Feb. 28, 2014

827 The Only News I know

by Emily Dickinson

The Only News I know
Is Bulletins all Day
From Immortality.

The Only Shows I see—
Tomorrow and Today—
Perchance Eternity—

The Only One I meet
Is God-The Only Street—
Existence—This traversed

If Other News there be—
Or Admirabler Show—
I'll tell it You—

"The Only News I Know..." by Emily Dickinson. Public domain. (buy now)

It's the birthday of essayist Michel de Montaigne (books by this author), born in Perigord, in Bordeaux, France (1533). He is considered by many to be the creator of the personal essay, in which he used self-portrayal as a mirror of humanity in general. Writers up to the present time have imitated his informal, conversational style. He said, "The highest of wisdom is continual cheerfulness: such a state, like the region above the moon, is always clear and serene."

It's the birthday of novelist Colum McCann (books by this author), born in Dublin, Ireland (1965). He's the author of Let the Great World Spin (2009), which won the 2009 National Book Award. His fiction has been translated into 30 languages.

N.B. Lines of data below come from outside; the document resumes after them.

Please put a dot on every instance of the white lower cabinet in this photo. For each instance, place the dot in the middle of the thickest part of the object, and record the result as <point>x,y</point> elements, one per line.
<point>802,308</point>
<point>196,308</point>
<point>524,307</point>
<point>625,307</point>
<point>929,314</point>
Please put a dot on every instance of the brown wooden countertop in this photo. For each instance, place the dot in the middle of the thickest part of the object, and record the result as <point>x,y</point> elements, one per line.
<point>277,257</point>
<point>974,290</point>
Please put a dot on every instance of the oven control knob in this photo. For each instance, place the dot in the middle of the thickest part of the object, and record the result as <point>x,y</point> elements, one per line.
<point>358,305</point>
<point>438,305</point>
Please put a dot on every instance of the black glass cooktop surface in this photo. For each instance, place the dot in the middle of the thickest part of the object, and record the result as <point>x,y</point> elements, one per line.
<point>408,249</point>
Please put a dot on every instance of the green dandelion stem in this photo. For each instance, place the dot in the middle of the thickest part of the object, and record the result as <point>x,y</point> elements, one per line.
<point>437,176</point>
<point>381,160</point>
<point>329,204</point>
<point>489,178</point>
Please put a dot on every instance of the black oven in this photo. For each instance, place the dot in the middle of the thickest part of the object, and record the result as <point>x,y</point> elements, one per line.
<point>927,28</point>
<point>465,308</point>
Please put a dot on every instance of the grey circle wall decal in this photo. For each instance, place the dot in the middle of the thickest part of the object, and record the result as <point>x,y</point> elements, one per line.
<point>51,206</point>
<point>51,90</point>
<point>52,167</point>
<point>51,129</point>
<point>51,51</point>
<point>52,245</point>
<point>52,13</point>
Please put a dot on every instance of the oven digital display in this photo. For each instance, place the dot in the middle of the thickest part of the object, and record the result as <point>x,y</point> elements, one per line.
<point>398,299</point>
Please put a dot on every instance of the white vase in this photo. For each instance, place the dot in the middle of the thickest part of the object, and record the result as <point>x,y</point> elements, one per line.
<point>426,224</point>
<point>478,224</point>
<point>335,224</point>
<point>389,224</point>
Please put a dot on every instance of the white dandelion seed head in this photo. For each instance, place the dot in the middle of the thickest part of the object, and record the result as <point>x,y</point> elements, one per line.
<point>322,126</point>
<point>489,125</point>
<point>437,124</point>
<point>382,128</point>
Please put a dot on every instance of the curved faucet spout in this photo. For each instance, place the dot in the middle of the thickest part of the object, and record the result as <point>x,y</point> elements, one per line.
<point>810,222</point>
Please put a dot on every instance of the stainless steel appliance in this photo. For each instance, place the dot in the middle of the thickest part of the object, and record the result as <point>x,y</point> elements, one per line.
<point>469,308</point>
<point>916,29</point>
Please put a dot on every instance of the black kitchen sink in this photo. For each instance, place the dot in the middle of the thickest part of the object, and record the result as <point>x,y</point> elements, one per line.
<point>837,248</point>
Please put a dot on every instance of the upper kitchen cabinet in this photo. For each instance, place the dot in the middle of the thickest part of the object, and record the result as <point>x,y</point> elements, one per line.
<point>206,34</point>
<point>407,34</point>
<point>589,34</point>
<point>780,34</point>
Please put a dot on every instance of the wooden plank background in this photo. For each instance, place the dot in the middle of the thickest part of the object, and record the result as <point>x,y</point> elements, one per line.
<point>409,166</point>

He grew up in suburban middle-class Dublin in a house full of books and majored in journalism. At age 21, he moved to the United States, intent on writing the great American novel that summer. He didn't get very far. He decided he needed to go see America, so he hopped on a 15-speed Schwinn and bicycled around the country. He cycled 12,000 miles, winding through 40 states, collecting stories all along the way — stories that still make their way into his fiction a couple of decades later.

He has had a happy life, he says, the kind that doesn't make for an interesting story. He said, "For me, the logical conclusion is that I have to write outside my life." He said that it feels like going to college every time he writes a book: "I take a brand-new three-year crash course in that which I want to know." To research one novel, he lived with homeless people in subway tunnels. For another, he went to Russia and hung around "hospitals and dancehalls and Stalin-era apartments."

For a different novel, he spent a year looking at maps at the New York Public Library, and then headed off to of Eastern Europe to wander through Gypsy camps, "carting [his] ignorance," he said, "to Slovakia, the Czech Republic, Hungary, Austria, and Italy." That research was for his novel Zoli, based loosely on the life of a Polish poet from the 1950s.

Every novel is a failure, he says, in that "you can never achieve what you truly want to achieve. That thing you dreamt on the riverbank is never the thing you achieve when you are back at the writing table, or when the paper is coming out of the printer." He wanted to "bounce back fast" from Zoli. He set out to write an epic.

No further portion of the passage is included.